|Common Name(s):||Sticky Phacelia|
|Scientific Name:||Phacelia viscida|
|Size:||Up to 30 inches|
|Habitat:||Coastal sage scrub and chaparral|
|Blooms:||March to June|
|Fire Response:||Germinate from Seed|
Sticky Phacelia - Phacelia viscida is a species in the Boraginaceae (Borage) family. It is native to the Santa Monica Mountains as well as the coastal hills and mountains of central and southern California down into Baja California. Coastal sage scrub and chaparral are the preferred habitat. Like many flowering annuals that live in this community, their numbers go up exponentially after a fire. Three or four years after a fire and this plant will be only occasionally seen. When in bloom your attention will be directed at the flowers: five petals, mostly blue to lavendar. They bloom in March and the plant will likely be dead and gone by August.
Sticky Phacelia is annual herb growing erect to a maximum height just under 30 inches or 70 centimeters.
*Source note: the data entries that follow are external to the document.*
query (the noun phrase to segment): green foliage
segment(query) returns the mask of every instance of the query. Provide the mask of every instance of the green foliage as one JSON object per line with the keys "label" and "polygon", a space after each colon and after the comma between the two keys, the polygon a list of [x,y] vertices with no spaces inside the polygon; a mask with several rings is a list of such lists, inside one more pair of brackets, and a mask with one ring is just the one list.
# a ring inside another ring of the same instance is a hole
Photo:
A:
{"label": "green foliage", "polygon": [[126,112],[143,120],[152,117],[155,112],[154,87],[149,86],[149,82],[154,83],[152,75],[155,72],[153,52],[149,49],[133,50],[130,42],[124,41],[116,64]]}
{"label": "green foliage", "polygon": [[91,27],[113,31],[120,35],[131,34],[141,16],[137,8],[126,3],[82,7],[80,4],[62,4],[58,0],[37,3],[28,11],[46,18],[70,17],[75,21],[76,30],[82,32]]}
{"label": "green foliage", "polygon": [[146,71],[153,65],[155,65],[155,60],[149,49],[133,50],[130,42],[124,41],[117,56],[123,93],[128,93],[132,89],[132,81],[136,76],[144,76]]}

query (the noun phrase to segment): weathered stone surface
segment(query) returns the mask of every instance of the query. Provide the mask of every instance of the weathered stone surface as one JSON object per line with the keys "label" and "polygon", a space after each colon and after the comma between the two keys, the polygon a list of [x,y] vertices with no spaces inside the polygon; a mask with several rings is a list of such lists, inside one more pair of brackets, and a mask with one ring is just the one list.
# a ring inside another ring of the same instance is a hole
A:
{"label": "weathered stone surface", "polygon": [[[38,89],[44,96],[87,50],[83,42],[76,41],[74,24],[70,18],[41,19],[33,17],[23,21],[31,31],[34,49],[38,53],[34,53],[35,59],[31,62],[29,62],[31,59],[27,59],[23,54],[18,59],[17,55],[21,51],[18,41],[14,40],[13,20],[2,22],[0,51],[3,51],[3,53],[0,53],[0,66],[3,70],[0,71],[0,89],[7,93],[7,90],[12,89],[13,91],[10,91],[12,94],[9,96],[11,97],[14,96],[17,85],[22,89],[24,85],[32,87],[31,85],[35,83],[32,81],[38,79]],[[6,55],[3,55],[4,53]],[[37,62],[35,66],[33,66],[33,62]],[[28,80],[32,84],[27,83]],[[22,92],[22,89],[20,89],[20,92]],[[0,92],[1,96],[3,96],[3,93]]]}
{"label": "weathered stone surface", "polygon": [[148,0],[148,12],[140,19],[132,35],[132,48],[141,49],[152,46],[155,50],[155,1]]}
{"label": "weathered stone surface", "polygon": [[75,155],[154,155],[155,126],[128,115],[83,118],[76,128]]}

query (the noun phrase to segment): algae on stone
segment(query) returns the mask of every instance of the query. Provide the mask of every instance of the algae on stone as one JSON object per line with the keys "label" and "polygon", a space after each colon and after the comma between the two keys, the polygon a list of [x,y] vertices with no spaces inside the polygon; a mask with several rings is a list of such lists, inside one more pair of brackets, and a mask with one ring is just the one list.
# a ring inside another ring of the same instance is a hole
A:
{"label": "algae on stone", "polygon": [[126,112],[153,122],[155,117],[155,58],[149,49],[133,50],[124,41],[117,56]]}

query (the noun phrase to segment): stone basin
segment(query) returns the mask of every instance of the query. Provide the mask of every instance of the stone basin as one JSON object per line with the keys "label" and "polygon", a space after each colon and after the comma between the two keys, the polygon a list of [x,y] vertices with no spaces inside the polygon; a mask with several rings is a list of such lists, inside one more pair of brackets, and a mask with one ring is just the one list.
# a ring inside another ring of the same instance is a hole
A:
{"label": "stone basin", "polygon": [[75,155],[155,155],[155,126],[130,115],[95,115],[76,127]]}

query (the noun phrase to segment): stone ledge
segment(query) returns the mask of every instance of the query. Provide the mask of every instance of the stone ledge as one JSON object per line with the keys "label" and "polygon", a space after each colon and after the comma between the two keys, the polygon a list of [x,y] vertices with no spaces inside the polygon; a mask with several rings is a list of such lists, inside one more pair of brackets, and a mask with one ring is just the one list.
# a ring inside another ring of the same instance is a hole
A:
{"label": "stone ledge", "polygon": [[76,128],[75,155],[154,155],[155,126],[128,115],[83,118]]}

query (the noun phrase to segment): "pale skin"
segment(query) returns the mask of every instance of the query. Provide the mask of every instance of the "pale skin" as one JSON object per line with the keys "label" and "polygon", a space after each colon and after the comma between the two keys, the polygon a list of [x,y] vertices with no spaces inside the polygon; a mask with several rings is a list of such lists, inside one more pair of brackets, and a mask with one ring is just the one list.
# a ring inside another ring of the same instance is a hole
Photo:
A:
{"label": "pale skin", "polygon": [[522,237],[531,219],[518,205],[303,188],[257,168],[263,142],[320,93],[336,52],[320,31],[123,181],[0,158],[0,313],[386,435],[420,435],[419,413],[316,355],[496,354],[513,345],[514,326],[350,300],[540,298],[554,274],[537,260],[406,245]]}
Look closely and you will observe that the plant is hairy and if you make the mistake of touching it: sticky and coated in soft and stiff, glandular hairs. This is one of those plants that you are advised not to touch. Staining your clothing is annoying but may pale when compared to the potential rash that makes a poison oak rash seem like a short holiday. One of our trail crew members lived through the experience of handling the plant without gloves - and became forever vigilant in the presence of this seemingly harmless beauty.
Leaves alternate along the stem, are mostly oval with “toothed” edges/margins and grow on petioles ( a stalk that joins the leaf to the stem). The hairy flower cluster is a curving cyme of five-lobed flowers. Each flower is up to 2 centimeters wide and usually deep blue to lavender in color with a paler, mottled center. The five protruding stamens are tipped with white anthers.
Name Origin: Phacelia is from the Greek phakelos, “bunched”, in reference to the bunched flowers of some species; brachyloba is from the Greek brachy, “short”, and loba, “lobes”, a description of the leaves
Fire Response: this plant sprouts from seed.